Adipose hormones regulate, via hypothalamic neurocircuits, body weight and metabolism ―Fat/Brain crosstalk. We found that adipose epigenetic and epitranscriptomic reprogramming influence energy balance, body weight, and metabolism at least in part by releasing adipose hormones that act on hypothalamic neurocircuits. Our goal is to identify those hormones and delineate how they shape hypothalamic neurocircuit activity.

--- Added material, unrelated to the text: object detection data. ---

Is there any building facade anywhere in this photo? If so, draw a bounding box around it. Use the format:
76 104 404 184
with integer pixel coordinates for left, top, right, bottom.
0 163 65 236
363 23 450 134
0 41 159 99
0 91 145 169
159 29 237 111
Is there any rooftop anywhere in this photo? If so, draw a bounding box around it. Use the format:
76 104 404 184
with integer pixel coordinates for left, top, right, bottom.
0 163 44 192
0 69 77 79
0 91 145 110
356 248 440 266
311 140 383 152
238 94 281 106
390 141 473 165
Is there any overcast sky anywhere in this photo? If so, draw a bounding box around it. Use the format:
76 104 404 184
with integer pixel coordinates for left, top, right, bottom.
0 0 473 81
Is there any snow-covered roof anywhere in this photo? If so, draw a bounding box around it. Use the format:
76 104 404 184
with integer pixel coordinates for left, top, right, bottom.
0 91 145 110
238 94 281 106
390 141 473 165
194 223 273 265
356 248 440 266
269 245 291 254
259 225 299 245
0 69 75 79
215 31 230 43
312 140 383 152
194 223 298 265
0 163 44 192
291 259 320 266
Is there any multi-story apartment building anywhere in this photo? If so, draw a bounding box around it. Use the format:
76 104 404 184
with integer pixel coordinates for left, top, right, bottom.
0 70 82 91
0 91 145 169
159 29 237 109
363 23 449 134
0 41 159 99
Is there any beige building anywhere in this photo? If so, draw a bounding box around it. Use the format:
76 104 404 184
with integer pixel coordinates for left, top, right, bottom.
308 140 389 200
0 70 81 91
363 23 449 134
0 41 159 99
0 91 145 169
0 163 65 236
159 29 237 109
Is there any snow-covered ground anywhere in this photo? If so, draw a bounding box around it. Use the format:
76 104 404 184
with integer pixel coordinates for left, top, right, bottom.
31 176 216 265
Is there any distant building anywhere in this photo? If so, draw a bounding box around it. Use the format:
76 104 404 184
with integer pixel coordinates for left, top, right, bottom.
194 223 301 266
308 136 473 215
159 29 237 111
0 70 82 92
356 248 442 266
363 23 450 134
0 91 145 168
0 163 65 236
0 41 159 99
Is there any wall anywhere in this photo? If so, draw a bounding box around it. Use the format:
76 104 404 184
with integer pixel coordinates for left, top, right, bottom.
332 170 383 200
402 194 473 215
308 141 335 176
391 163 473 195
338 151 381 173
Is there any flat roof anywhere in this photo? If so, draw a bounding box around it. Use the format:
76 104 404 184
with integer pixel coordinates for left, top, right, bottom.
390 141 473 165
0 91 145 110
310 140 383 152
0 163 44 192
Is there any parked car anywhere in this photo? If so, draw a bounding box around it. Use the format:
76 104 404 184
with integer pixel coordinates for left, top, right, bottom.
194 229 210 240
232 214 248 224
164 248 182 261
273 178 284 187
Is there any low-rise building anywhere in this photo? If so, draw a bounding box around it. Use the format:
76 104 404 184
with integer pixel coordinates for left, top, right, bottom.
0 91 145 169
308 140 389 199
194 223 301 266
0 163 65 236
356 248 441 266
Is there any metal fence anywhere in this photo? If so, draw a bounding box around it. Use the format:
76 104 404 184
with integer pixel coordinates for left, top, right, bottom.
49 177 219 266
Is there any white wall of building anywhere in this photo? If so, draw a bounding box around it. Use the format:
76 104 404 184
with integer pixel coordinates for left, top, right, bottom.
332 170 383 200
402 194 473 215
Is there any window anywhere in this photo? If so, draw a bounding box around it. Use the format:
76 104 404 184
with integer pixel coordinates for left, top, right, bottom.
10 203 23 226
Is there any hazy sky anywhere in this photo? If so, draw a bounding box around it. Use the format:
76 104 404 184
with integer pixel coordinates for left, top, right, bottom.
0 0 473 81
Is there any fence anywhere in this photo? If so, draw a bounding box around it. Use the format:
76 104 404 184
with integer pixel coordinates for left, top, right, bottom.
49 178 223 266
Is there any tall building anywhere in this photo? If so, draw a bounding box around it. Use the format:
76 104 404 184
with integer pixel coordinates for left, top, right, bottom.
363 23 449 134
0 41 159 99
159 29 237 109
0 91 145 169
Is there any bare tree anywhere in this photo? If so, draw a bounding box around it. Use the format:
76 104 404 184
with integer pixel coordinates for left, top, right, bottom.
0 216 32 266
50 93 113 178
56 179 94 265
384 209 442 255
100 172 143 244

Hepatic hormones regulate body weight and metabolism through hypothalamic neurocircuits―Liver/Brain crosstalk. We observed that liver inflammatory, epigenetic, and epitranscriptomic pathways regulate secretion of mediators (hepatokines) that act on hypothalamic neurocircuits to influence energy balance, body weight, and metabolism. We identified hepatokines MUP1 and lipocalin-13 that regulate glucose metabolism. We aim to identify novel mediators (secreted by hepatocytes and/or cholangiocytes) that act on hypothalamic neurocircuits to regulate energy balance, body weight, and metabolism.